The differential proteins and features of 10 body fluids. A total of 304 proteins (9.0% of all identified proteins) were identified in all analyzed body fluids, which may indicate that these proteins were essential for various life activities. Accordingly, most of these common proteins in body fluids were complement and coagulation components (such as C3, C4A, CPB2, CFB, and FGB), apolipoproteins (such as CDC42, APOA1, and APOA2), and filament tropomyosin (such as TPM1, TPM2, DMTN, EPB41, and ANK1), which may partially be due to the material exchange among body fluids. The commonly identified proteins were functionally categorized based on universal KEGG pathway terms (Figure 5A). The top annotated pathways included focal adhesion (p=7.12E-6) (e.g. LAMA2, EGFR, THBS3, etc.), complement and coagulation cascades (p=3.32E-5) (e.g. FGB, C3, C4A, etc.), biosynthesis of amino acids (p=4.69E-5) (e.g. PKM, TPI1, CPS1, etc.), ECM-receptor interaction (p=2.08E-4) (e.g. LAMA2, COL5A1, COL6A2, etc.), biosynthesis of antibiotics (p=5.04E-4) (e.g. PGM1, PFKP, BCAT2, etc.), and lysosome (p=5.86E-4) (e.g. AGA, CTSD, CTSS, etc.). Metabolic pathways such as carbon metabolism (p=5.40E-3), vitamin digestion and absorption (p=1.47E-2) and glycolysis/gluconeogenesis (p=2.13E-2) were also highly activated.

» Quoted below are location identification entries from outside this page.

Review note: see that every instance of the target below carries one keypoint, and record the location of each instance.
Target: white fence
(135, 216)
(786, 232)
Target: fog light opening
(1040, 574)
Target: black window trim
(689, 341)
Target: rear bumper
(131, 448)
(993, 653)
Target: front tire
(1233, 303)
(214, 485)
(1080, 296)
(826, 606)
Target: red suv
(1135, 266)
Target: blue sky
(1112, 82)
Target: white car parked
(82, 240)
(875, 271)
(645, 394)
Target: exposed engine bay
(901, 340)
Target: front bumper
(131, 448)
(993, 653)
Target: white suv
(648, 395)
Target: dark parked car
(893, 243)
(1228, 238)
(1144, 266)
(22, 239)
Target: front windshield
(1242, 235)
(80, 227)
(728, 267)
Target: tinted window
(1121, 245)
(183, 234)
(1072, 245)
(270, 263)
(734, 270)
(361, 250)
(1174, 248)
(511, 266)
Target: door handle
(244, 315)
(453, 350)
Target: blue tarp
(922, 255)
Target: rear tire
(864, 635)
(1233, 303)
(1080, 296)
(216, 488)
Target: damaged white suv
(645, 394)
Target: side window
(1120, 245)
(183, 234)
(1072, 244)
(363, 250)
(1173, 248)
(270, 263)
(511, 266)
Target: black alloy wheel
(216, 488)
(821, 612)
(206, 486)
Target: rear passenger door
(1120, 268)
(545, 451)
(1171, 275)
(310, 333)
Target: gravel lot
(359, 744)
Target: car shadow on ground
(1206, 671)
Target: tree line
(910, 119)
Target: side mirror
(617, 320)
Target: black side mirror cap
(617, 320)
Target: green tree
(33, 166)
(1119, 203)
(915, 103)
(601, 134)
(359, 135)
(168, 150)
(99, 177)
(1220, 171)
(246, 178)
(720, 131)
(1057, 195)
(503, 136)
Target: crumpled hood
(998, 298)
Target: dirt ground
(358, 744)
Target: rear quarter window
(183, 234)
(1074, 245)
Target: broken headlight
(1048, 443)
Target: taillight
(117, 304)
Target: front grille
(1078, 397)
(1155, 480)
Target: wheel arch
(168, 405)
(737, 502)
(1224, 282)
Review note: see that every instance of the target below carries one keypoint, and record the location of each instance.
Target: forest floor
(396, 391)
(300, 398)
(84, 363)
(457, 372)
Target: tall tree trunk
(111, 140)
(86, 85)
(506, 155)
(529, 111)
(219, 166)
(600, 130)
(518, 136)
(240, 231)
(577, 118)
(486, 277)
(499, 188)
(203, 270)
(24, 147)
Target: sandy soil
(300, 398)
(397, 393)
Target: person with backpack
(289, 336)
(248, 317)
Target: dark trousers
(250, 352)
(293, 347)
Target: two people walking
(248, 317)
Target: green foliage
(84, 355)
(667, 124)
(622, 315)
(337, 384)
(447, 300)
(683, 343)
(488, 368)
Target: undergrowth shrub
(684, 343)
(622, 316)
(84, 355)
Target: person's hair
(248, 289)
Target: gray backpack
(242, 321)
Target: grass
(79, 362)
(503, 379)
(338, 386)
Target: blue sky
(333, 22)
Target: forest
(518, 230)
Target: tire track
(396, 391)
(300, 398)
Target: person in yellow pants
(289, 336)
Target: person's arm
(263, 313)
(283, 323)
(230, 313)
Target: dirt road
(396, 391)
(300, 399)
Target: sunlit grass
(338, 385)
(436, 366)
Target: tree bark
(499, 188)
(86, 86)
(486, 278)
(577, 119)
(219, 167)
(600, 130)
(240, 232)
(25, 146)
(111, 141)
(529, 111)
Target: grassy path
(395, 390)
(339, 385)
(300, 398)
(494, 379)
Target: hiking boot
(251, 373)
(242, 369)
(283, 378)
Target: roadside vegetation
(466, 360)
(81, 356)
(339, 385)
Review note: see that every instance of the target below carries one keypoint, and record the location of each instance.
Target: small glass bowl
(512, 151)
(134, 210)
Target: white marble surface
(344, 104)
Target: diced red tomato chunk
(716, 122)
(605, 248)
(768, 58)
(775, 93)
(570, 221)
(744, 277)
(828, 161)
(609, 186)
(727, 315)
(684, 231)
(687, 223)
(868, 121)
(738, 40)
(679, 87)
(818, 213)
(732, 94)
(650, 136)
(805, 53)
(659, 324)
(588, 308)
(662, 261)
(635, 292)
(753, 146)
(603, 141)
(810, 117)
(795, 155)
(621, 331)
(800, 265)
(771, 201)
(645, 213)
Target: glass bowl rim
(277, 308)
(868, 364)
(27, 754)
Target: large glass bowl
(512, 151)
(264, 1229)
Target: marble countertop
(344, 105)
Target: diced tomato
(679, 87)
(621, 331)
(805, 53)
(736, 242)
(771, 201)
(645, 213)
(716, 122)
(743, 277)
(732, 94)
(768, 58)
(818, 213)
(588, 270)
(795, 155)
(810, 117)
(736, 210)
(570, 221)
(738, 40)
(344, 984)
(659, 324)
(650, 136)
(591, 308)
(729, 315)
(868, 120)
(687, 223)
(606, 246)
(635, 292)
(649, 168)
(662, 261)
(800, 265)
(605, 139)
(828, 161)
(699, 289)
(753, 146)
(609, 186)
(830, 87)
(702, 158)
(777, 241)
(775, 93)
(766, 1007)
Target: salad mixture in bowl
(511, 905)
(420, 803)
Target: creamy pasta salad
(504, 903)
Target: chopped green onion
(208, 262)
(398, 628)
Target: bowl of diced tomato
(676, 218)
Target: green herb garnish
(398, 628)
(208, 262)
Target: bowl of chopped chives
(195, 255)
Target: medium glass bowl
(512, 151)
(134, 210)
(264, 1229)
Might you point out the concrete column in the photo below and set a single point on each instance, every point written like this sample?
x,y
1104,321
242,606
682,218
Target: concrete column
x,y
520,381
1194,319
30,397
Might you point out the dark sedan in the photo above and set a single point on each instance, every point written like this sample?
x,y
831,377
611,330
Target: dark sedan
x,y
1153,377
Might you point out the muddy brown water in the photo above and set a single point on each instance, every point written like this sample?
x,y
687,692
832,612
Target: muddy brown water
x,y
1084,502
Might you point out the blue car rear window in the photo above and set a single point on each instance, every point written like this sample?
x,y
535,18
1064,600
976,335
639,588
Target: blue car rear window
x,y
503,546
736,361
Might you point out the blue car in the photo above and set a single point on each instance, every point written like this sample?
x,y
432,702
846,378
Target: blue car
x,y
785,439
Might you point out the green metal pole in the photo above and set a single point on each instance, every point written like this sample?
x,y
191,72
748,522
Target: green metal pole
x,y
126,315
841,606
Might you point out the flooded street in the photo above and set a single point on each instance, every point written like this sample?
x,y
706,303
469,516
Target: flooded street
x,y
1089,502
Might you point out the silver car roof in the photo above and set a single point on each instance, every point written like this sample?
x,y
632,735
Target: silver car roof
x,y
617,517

The above enrichment results enabled us to classify the data into categories by a cluster analysis (Figure 5B). Based on an unsupervised hierarchical clustering analysis, the plasma and serum (S-I), hydrothorax and KJF (S-II), saliva and tears (S-III), CSF and urine (S-IV), ascites and bile (S-V), were separately clustered into five subgroups; the five subgroups were identified as significantly different compared with each other. Furthermore, the KEGG pathway enrichment analysis showed the most dominant features among the five subgroups. For example, complement and coagulation cascades (p=9.53E-8), lysosome (p=1.10E-4), and metabolic pathways (p=2.61E-2) were separately dominant in S-I, S-IV, and S-V (Figure 5C and Table IV). We further explored the main functional feature of body fluids corresponding to one subgroup. The KEGG enrichment analysis showed that in the S-IV subgroup, urine was associated with lysosome (p=8.10E-6) and sphingolipid metabolism (p=5.82E-3), while in CSF, CAMs (p=1.71E-2) were enriched. In another example, in subgroup S-V, ascites was associated with metabolism-related pathways, such as biosynthesis of amino acids (p=1.90E-3), biosynthesis of antibiotics (p=6.98E-4), carbon metabolism (p=6.79E-3), and glycolysis/gluconeogenesis (p=2.25E-2); bile was characterized by protein processing in endoplasmic reticulum (p=1.48E-2) and proteasome (p=2.55E-2) (Figure 5D and Table IV). The features of body fluids were consistent with the features of the respective subgroup. In Figure 5E, the overrepresented proteins of 10 body fluids are listed; C3, C4A, CFB, EGFR, and ILK were highly expressed in plasma; AGA, ARSA, ASAH1, CTSD, and GLB1 were enriched in urine.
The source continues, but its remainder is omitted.